As it turns out, being in a classroom is doing me good too. Though I’ve only been teaching for a couple of weeks, it’s easier than I’d expected, especially Nell’s class.

The second-year photography students are engaged and attentive, and it’s a pleasure to talk to them about light and composition and to hear their ideas about point of view. It’s also a relief to discover that I haven’t lost my academic knowledge and appreciation for photography, even if my personal relationship with it is complicated.

Some students are more vocal than others. Nell, not surprisingly, is the quietest student in the class, but every time I glance at her, she’s either listening intently to whatever I’m talking about, or she’s studying the photograph projected onto the screen.

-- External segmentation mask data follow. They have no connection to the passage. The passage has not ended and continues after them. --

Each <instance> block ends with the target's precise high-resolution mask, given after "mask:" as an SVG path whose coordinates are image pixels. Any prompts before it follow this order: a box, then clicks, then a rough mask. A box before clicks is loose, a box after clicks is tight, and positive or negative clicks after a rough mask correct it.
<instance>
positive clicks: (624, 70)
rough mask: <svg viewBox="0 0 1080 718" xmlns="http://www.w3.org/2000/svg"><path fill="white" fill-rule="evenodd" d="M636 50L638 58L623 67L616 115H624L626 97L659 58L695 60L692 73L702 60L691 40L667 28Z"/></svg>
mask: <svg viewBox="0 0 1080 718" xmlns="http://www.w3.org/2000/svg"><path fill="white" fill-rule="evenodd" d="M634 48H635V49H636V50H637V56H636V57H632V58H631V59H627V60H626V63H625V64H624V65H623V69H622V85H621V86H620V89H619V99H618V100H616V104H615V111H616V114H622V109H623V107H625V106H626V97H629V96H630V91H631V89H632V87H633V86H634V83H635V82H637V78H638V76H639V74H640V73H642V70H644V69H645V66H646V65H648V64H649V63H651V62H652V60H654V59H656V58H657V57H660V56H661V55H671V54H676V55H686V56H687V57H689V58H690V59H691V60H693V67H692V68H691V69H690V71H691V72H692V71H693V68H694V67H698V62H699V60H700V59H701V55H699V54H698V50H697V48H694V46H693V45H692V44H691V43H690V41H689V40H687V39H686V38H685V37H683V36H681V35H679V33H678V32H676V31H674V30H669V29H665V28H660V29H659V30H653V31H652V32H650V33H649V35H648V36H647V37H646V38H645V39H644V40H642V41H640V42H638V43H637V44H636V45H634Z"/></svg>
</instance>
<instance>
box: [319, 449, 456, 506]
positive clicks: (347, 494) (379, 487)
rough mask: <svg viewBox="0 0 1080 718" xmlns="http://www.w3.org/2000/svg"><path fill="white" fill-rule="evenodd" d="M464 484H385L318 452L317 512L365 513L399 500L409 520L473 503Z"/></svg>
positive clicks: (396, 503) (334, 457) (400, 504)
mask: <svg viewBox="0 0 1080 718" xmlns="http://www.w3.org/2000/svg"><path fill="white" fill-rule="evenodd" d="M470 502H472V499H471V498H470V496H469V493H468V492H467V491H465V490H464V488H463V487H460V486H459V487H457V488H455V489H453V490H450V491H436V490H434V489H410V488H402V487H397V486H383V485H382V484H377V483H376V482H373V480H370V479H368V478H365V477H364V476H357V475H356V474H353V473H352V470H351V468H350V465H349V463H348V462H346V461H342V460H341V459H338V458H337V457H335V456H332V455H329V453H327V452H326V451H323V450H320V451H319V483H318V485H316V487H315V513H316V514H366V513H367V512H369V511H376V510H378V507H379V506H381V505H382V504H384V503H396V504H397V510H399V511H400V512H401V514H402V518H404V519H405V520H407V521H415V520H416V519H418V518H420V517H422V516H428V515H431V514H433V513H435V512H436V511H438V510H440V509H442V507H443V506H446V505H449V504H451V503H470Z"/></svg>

As a class, we continue to discuss the works of iconic photographers—Lange, Avedon, McCullin, Bourke-White, Dosineau, Salgado—all of whom were my heroes. They were the reason I got into photography in the first place. And while I don’t know if they can bring me back to it—I don’t know if anything can—talking about their work with interested students still inspires awe.

Before giving them their own cameras to get started, I show them more of my own work. Though I try to stay detached, seeing the large-scale images in the darkened classroom brings up a chaos of old memories and emotions. Anger, helplessness, excitement, and—as always—the blistering disbelief that I’m still alive.

I advance the slides to an image of a man and woman, eyes and mouths open in horror, clothes tattered, flee from a burning building. Rubble and smoke fill the street. Flames leap behind them.

“This is one of my photographs.” I still feel the heat of the flames, the smoke filling my lungs, the screams. Things a photo will never capture. “I was staying in a town in Afghanistan. A bomb detonated in a marketplace, and I got to the scene before the police shut it down. It was total devastation, chaos, terror. And my job was to document it. I managed to get several shots, but I knew the second I took this one that it was powerful. This woman had been in the building that was going up in flames, and the man ran in after her. Part of the roof collapsed about two seconds after they got out. Three seconds before I snapped the shutter.”

Silence falls. Anne, a girl in the front row, raises her hand.

“Do you know what happened to them?”

I shake my head slowly. “I left the area right after I took the shot. Filed it with my agency half an hour later.”